Durante un buen rato estuvo alternando las gotas de cera con los azotes en mis nalgas, pero la excitación del juego y su impaciencia por encadenar un azote tras otro llevó a mi Amo acomodar su cuerpo sobre mi cabeza, sentando su perfecto trasero directamente en mi cogote y descargó su palmeta repetidamente y con violencia sobre mis ya doloridas y enrojecidas nalgas. 

Mi cara se hundió en el cojín del sofá, pero el solo contacto con su divino culo me transportaba a un limbo jamas imaginado, y soportaba contento sus crueles caricias. 

Se derrumbó de nuevo en el respaldo del sofá, tomándose unos segundos de reposo e ideando el próximo movimiento; acarició mi cabeza por debajo de su entrepierna mientras empuñaba el látigo de cuero con su mano, y levantándose de improviso comenzó a descargar latigazos sobre mi espalda, quitando de esta manera la cera almacenada sobre mi piel. 

Claro, la cera y la piel saltaron por igual a cada golpe, y el brillante carmesí de mi sangre se fundió con los matices de la cera, lo que excitaba más y más a mi Señor. 

Con suma precisión fue recorriendo cada centímetro de mi espalda y dejó limpia mi piel del producto de la cera. 
El ya no podía más, el placer le asaltaba con cada latigazo. 

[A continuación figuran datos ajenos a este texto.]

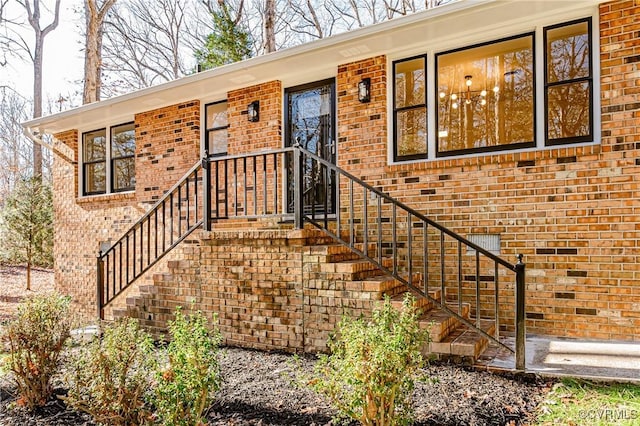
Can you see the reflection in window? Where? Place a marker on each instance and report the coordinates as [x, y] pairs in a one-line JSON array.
[[486, 97], [568, 82], [123, 147], [410, 109], [217, 126], [94, 161]]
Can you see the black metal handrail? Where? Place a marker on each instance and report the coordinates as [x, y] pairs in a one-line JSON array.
[[168, 222], [415, 243], [424, 254]]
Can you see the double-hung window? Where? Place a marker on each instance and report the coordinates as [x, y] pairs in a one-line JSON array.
[[217, 125], [108, 163], [410, 108]]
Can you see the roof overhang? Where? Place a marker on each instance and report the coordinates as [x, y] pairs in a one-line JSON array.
[[465, 21]]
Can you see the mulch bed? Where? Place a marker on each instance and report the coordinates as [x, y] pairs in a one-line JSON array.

Corrió a sentarse de nuevo en el sofá, reclinándose y dejando mi cabeza ya sin capucha entre sus muslos de nuevo, apretando la zona de mis labios contra su verga y incitándome a proporcionarle el placer que le llevaba rondando un buen rato. 

No hay mejor regalo para mí que poder satisfacer el placer de mi Señor, no hay mayor entrega y devoción que la de mi boca cuando entra en contacto con el tesoro de mi Señor, y así, con la violencia y la brevedad del momento, nuestras almas se fundieron una vez más en el sublime acto del orgasmo, sus muslos se marcaron a fuego en mis mejillas y el tiempo se detuvo en aquella habitación. 


Una vez relajado, acarició mi lomo como el de un buen perro, volví a mover la colita, y me conminó a no volver a tener una falta como aquella, para que no me tuviese que volver a castigar, pero por dentro me sabía que no pasaría mucho antes de repetirlo y yo, por dentro también, lo esperaba con ansia.